37 osób zginęło, 105 rannych. 51 lat temu doszło od uderzenia pioruna w element zbiornika Rafinerii. Nieszczęśliwy wypadek wydarzył się 26 czerwca 1971 roku. Zapaleniu uległo 10 tysięcy ton ropy. Huk eksplozji słychać było w odległości kilku kilometrów.
Na miejsce docierały kolejne zastępy strażaków zawodowych i ochotników, a także milicjantów i żołnierzy. Rafineryjne instalacje gaśnicze były niesprawne. Strażacy mogli korzystać jedynie z własnego sprzętu. Z ich relacji wynikało, że nikt nie panował nie tylko nad ogniem, ale też nad żywiołową akcją gaszenia.
Podczas gaszenia zbiornika dostało się niego kilkadziesiąt tysięcy litrów wody, które były podgrzewane przez palącą się na "tacy" ropę. Po godzinie pierwszej 27 czerwca woda osiągnęła temperaturę wrzenia i zaczęła przedzierać się ku górze zbiornika. Rozległo się potężne bulgotanie, a w chwilę później wystrzelił w górę sięgający kilkuset metrów słup ognia.

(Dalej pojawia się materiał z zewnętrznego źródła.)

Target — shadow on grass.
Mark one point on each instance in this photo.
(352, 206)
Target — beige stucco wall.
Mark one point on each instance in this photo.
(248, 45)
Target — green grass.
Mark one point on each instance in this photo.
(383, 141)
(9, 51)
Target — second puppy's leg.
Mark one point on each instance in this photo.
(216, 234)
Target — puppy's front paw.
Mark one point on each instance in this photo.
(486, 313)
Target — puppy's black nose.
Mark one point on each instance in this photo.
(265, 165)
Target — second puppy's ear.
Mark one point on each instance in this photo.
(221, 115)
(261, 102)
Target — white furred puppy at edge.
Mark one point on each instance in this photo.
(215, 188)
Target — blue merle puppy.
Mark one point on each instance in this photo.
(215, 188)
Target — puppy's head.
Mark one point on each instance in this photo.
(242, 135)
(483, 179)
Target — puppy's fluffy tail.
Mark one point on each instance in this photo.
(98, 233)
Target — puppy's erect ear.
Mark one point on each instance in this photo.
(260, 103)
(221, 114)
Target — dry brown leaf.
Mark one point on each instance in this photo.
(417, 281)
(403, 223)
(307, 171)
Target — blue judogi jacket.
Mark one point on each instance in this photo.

Ropa została wyrzucona na odległość ponad 200 m. Spadła na strażaków i stojące niedaleko od palącego się zbiornika samochody. Na miejscu zginęły 33 osoby. Cztery kolejne zmarły w szpitalach wskutek oparzeń. Obrażenia odniosło 105 osób. Zniszczone zostały 22 samochody pożarnicze.

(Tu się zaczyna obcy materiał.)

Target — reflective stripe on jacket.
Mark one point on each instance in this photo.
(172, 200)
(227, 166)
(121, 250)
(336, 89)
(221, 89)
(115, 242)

Tragiczny pożar był trzecim, jaki wydarzył się w 1971 r. w czechowickiej rafinerii. Wcześniej zapaliła się wieża destylacyjna. Później pożar strawił kilkadziesiąt cystern pod nalewakiem.
Czechowicka rafineria należała, obok rafinerii w Jedliczach, do najstarszych w kraju. Od wielu lat nie prowadzi się w niej rafinacji ropy.